Today’s Gospel reminds us that the stakes are very high. As Luke recalls for us, Jesus harshly rebukes the three cities that had been a special focus of His ministry: Chorazin, Bethsaida, and Capernaum. The mention of Chorazin is particularly interesting, because Jesus speaks of the “mighty deeds done in their midst,” and yet this is the only mention of that city in the Bible. There’s absolutely no reference to it in the Old or New Testaments besides this phrase from Jesus, and even the historian Josephus doesn’t speak of it. We have absolutely no idea what Jesus said or did there, but we can be sure that His listeners did. Rather than see those deeds, those miracles, as the impetus for conversion and drawing closer to the living God, they became a source of condemnation, because those who saw them didn’t appreciate their importance or take the time to understand and be grateful.

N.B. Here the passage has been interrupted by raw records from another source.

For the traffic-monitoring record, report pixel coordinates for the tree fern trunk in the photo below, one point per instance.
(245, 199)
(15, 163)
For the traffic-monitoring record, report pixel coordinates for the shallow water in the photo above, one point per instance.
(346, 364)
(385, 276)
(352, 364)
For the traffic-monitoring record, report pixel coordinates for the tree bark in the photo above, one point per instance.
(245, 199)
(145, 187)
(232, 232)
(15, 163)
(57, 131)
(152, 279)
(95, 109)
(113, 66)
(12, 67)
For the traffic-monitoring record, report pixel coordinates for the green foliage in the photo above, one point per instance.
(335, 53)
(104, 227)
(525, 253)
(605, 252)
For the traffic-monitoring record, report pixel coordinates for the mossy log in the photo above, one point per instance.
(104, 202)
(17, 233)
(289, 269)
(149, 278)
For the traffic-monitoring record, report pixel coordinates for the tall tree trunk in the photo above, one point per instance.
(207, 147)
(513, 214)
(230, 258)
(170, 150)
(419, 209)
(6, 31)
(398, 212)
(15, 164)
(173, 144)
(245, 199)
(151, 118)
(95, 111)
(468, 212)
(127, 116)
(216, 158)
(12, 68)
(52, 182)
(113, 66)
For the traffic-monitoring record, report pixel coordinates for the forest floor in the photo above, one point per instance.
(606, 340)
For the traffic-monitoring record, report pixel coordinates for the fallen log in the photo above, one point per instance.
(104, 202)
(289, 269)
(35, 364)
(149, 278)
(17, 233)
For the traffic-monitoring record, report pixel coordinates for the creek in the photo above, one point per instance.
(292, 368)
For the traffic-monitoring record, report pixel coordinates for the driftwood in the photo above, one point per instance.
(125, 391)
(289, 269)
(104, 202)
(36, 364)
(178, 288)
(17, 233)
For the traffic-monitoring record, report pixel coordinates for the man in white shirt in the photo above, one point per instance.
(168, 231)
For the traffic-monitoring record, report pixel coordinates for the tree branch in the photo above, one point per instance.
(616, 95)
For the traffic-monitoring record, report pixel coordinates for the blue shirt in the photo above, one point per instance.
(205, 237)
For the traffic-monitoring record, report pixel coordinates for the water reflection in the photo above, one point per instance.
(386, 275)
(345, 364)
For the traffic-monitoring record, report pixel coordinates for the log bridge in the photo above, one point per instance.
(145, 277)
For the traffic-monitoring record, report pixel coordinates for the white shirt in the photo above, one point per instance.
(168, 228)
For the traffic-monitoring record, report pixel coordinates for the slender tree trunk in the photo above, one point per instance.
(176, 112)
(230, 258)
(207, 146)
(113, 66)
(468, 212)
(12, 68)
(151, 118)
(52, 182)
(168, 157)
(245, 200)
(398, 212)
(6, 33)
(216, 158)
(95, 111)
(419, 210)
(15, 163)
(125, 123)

As Christians, but especially as religious, we are to bear witness with our very lives to the “mighty deeds” that God has done for us, all the means that He has used to sanctify us, first and foremost our vocations, but also all of those hidden graces known to us alone. Sometimes, as in the case of sufferings, it’s harder to see God’s plan, but it doesn’t become for that reason any less precious or loving of a gift.
Let us remember that on Calvary there were three crosses, but only one brought salvation. It wasn’t simply suffering on the cross next to Jesus that saved, but rather being united to Him, and using that suffering as a means of expiation and a gateway to union with Christ. We can ask ourselves about the way we endure sufferings: do we accept them as part of the Cross that God sends to make us saints and so that we can intercede for sinners? Or do we complain? Also, do we thank God for everything that He sends us, no matter how bad it seems? Or do we act like spoiled children who, in spite of the greatness of the gift, reject it because they don’t like the way it’s wrapped?
Today, then, let us pray, through the intercession of Mary, Model of Holiness, and Saint Jerome, for the grace of taking up our cross, accepting what God wants to send our way with docility and love for the praise and service of His Glory.